Since the Soviet Union broke up a quarter-century ago, US and European companies have helped build Russia’s energy industry in the hope of capturing some of its 75 billion barrels of reserves. The drilling halt of the Universitetskaya-1 well is the first tangible evidence that sanctions are now slowing that investment.
The well was the opening shot at tapping an estimated 9 billion barrels of crude deep under the floor of the Kara Sea, worth about $885 billion at current prices. It is key both to Russia’s quest to find new oil fields to replace its declining Soviet-era wells and to Exxon’s efforts to halt falling production.
Dick Keil, an Exxon spokesman, declined to comment. “We are still assessing the sanctions but will comply with all laws and regulations,” Keil said in a telephone interview. Rosneft representatives did not immediately respond to a request for comment sent outside normal business hours.

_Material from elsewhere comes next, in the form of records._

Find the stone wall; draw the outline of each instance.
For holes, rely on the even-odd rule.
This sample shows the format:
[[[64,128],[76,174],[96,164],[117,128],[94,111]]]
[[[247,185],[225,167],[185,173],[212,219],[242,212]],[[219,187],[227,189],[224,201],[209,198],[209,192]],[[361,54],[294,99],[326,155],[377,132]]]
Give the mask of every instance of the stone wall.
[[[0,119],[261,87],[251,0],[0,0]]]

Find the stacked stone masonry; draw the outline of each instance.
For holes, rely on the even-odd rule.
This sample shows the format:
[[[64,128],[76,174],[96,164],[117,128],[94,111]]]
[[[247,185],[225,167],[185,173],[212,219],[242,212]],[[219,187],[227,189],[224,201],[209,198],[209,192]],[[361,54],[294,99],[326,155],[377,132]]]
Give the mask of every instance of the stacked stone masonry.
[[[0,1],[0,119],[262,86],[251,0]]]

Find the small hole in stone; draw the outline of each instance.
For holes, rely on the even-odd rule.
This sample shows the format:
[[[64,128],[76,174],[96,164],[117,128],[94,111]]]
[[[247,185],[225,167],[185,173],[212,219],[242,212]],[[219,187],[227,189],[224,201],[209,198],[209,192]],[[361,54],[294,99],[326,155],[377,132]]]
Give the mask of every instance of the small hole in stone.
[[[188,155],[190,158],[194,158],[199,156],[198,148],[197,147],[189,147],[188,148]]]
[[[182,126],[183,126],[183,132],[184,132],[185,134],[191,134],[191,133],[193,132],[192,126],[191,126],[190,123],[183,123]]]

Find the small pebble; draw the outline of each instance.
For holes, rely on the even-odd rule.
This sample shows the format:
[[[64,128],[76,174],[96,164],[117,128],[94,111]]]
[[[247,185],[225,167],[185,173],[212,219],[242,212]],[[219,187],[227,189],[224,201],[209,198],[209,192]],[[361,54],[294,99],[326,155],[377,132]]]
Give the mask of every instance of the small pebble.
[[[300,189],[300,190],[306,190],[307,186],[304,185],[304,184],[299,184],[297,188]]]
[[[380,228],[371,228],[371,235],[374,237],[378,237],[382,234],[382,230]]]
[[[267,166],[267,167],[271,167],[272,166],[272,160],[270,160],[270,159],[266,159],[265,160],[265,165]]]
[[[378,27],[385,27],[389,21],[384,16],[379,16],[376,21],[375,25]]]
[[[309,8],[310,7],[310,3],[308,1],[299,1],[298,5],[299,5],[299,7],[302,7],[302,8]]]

The US and Europe have imposed a series of escalating sanctions against Russia since its annexation of Crimea in March and because of support for pro-Russian separatists in eastern Ukraine. The restrictions have pushed Russia’s economy to the verge of a recession, and the impact could last two to three years, former Finance Minister Alexei Kudrin said this week.
Putin has been unmoved. On Aug. 9, just days after the US and EU announced that they would restrict the export of technology needed for Arctic, shale and deep-sea exploration, Putin — speaking via satellite — personally ordered the start of drilling on the well, Russia’s first in the Arctic Ocean. Exxon’s chief of Russia operations attended the event.
Expanded sanctions last week added a ban on services provided to such projects, effectively putting an end to Exxon’s continued work on the well.
No official decision has yet been made on whether to try to restart drilling this year or wait until next year, two of the people with knowledge of the situation said. Regardless, Exxon and Rosneft have likely run out of time to get anything more done in 2014, said Sigbjoern Sangesland, professor in the Petroleum Engineering and Applied Geophysics department at the Norwegian University of Science and Technology.
Exxon must leave itself enough time to safely shut the well before abandoning it.
“I would think that they would stop where they are now,” said Sangesland. “If they have a week left, they need that time to set plugs in the well and pull out the blowout preventer and anchor.”
Rosneft already has felt the sting of the sanctions, which have affected its financing and ability to acquire technology. Chief Executive Officer and long-time Putin ally Igor Sechin, 54, also has been personally sanctioned, banned from travel to the US in April.